Se la filosofia è apertura di un sapere universale – tale dunque, nelle sue intenzioni, da valere per tutti e chiunque – d’altro lato (è dato di fatto, contingenza storica) i filosofi per secoli (fino al Novecento almeno) sono stati, fatta salva qualche rara eccezione, tra cui non può non spiccare la figura di Ipazia, sempre dei maschi.

Anche la filosofia è stata perciò, forse inevitabilmente, sin dall’inizio greco anche una tra le pratiche in cui la cultura patriarcale e maschio-centrica – su cui l’Occidente (e non solo l’Occidente), si è incardinato – si è espressa. Donne capaci di filosofia sono sempre esistite, ma troppo spesso i ruoli subordinati a cui sono state storicamente costrette ha implicato la loro esclusione dalla formazione culturale e troppo spesso quelle che hanno prodotto pensiero sono state ridotte al silenzio, dimenticate, perseguitate (esemplare ancora una volta la vicenda di Ipazia). Al più è stato concesso loro spazio nei territori di pensiero adiacenti al logos, vicini al sacro, quali la mistica.

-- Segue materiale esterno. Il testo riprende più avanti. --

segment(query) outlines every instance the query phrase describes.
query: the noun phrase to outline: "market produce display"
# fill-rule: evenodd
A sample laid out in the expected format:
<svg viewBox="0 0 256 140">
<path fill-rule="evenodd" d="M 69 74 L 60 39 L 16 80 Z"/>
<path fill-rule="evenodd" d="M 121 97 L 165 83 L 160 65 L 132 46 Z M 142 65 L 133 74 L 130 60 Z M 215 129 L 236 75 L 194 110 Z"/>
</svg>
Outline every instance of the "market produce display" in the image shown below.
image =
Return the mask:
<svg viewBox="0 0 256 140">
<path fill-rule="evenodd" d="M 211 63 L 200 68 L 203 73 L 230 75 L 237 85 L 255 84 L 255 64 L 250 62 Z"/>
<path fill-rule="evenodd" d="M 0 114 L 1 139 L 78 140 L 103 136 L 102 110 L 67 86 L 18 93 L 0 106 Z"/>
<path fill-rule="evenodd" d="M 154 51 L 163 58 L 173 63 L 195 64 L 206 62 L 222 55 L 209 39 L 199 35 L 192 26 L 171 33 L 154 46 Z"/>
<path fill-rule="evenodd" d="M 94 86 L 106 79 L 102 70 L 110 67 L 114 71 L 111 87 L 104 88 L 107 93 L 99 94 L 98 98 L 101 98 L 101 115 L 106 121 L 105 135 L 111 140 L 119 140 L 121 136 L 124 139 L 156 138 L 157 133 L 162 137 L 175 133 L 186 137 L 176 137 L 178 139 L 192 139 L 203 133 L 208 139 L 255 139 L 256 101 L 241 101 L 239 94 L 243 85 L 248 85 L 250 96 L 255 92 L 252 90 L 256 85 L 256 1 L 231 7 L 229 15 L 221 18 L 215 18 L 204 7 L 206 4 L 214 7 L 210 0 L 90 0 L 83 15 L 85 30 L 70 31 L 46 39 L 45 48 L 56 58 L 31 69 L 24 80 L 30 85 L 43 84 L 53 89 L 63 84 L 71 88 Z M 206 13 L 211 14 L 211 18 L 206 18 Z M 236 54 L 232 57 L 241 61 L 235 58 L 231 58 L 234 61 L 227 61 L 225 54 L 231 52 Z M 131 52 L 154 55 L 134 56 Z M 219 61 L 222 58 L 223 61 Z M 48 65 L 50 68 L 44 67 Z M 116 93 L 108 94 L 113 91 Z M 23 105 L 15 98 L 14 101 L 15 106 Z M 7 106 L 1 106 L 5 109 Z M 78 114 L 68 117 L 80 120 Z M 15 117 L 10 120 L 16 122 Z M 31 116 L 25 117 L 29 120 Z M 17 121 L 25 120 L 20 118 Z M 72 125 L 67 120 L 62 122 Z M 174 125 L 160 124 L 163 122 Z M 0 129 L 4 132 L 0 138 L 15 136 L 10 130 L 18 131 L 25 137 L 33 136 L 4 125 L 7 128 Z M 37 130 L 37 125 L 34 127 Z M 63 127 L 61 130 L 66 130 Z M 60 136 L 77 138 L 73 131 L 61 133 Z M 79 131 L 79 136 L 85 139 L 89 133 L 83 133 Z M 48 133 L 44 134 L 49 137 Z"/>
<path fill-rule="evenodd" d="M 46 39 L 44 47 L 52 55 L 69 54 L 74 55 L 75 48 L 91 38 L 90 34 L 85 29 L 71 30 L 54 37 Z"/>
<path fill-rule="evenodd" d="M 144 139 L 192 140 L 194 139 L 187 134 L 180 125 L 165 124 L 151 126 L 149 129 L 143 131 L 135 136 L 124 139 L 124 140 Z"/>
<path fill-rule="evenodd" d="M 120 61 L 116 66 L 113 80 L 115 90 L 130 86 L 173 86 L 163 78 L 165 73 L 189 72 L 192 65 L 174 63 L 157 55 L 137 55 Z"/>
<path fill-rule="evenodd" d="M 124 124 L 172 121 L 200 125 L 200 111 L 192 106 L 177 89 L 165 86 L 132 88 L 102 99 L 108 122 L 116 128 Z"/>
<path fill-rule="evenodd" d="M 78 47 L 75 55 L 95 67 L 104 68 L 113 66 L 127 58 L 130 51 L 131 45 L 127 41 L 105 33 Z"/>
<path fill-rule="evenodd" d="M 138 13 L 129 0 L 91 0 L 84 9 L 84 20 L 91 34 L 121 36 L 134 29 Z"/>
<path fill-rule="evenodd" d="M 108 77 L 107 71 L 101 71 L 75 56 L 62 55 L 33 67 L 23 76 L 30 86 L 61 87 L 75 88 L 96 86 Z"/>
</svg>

Anche il pensiero filosofico quindi si è sviluppato sotto il segno del patriarcato, nel cui gesto di potere la sottomissione ha implicato esclusione della voce di chi è sottomessa. L’esclusione – come ogni esclusione – ha implicato una reticenza ed un residuo. Un altro lato dell’umano, definito come il femminile (posto come tale peraltro, e non è irrilevante, quale categoria definita da un pensiero maschile), non ha perciò avuto spazio per la propria voce. Costretto perciò a una reticenza, è persistito come residuo che proprio per questo ha elaborato – nel corso dei secoli – dinamiche sue proprie, seppure per lo più sotterranee. Il femminile, l’escluso, è perciò rifluito e fluito in una vita carsica che, nonostante la riduzione al silenzio e grazie al residuo, lo ha configurato peraltro come mai riducibile davvero agli schemi impostigli. In questa irriducibilità l’escluso, il femminile, è stato perciò inteso anche come inafferrabile, forza intorno la quale perciò i conti non tornano. Elaborato perciò dagli schemi dominanti sotto il segno della mancanza di un senso del tutto riconducibile alla chiarezza concettuale, lo si è interpretato secondo il paradigma della debolezza, dell’irrazionalità. La donna è stata concepita sul modello maschile, quale mancante di qualcosa che il maschile invece possiederebbe ed avrebbe. In tal modo anche esorcizzato nella sua differenza, il femminile è così anche stato caricato di una inquietante incomprensibilità, su cui sono stati ritenuti opportuni controllo e dominio.

Ogni rimosso, ogni residuale escluso tuttavia peraltro sempre preme ad emergere. Non resta mai inattivo, come mai è rimasto inattivo il femminile. Proprio perciò il maschile si è imposto quale potere che, autodefinitosi quale maschile, ha insieme configurato come riassumenti l’umano i tratti ritenuti da tale potere suoi propri in quanto emergenti e caratterizzanti. Nel residuo escluso sono così rimaste coinvolte natura, corpo, terra, generatività, accudimento, ciclo, luna, sessualità polimorfa… e la donna, nella misura in cui viene a tutto ciò associata. In questo quadro la differenza fisiologica, incarnata e corporea, è interpretata dal maschile neutralizzandola e subordinandola al modello costituito dal corpo maschile, quindi per sottrazione, come mancanza.